[erlang-questions] +swt very_low doesn't seem to avoid schedulers getting

Tue Oct 16 06:20:51 CEST 2012

Rickard Green <rickard@REDACTED> wrote:

rg> This is very much expected. Since you have work that can load 2
rg> schedulers full time and shuts down all but one, the run-queue will
rg> grow. When you later release all schedulers, there will be lots of
rg> work to pick from.

Hi, Rickard.  Sorry I didn't reply earlier ... Basho kept me busy with
an all-hands meeting and conference out in San Francisco.

Perhaps I wasn't all that clear about the problem that I saw and that
several other customers have witnessed.

1. One node in a Riak cluster is consuming significantly lower CPU than
   the other nodes in the cluster.  The imbalance is not due to
   application layer workload imbalance, as far as we can tell.  (In the
   case that I personally witnessed, it was a lab environment with an
   artificial & deterministic load generator talking to all Riak nodes
   equally (or trying very hard to)).

2. As soon as we do one of two things, the CPU imbalance disappears:
    a. Restart the Riak app on the slow node.
    b. Use the erlang:system_flag(schedulers_online, 1) hack and then
       back to 8 using the same BIF.

In situations described by customers, this seems to happen after a day
or more of load, where the peak workload is substantially higher than
off-peak workload.  In the lab environment that I witnessed, the load
generators were cycling through 100%-off and 100%-on states.

rg> This compaction of load onto fewer schedulers is there in order to
rg> reduce communication overhead when there aren't enough work to fully
rg> utilize all schedulers. The performance gain of this compaction
rg> depends on the hardware.

What you describe seeems to be exactly what's happening ... except that
when input workload rises again, the idled schedulers aren't waking up,
ever.  Or we force them to wake up with the system_flag() BIF.

rg> We have gotten reports about problems with this functionality, but
rg> we have not found any bugs in this functionality.

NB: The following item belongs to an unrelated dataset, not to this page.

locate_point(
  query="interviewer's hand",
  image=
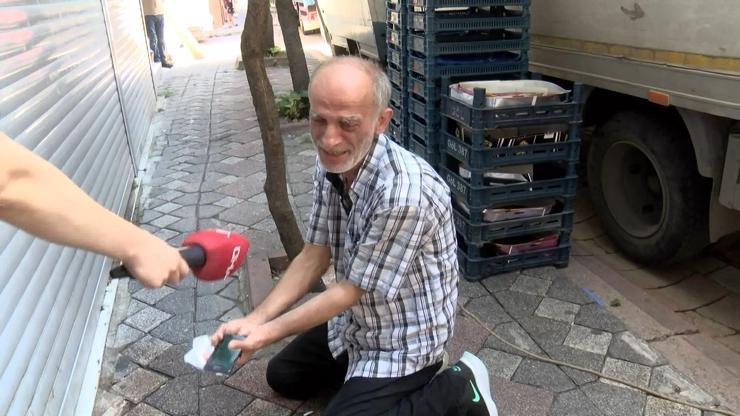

We have only found
rg> that it behaves as expected. That is, if more schedulers aren't
rg> woken this is due to not enough accumulated overload. The +swt
rg> switch was introduced in order to give the user the possibility do
rg> define what is enough overload for his or her taste.

Hrm, well, we've seen it both with "+swt very_low" and without any +swt
flag at all.  And it's extremely irritating.  :-)

What info would you need gathered from the field when this bugaboo
strikes next time?

-Scott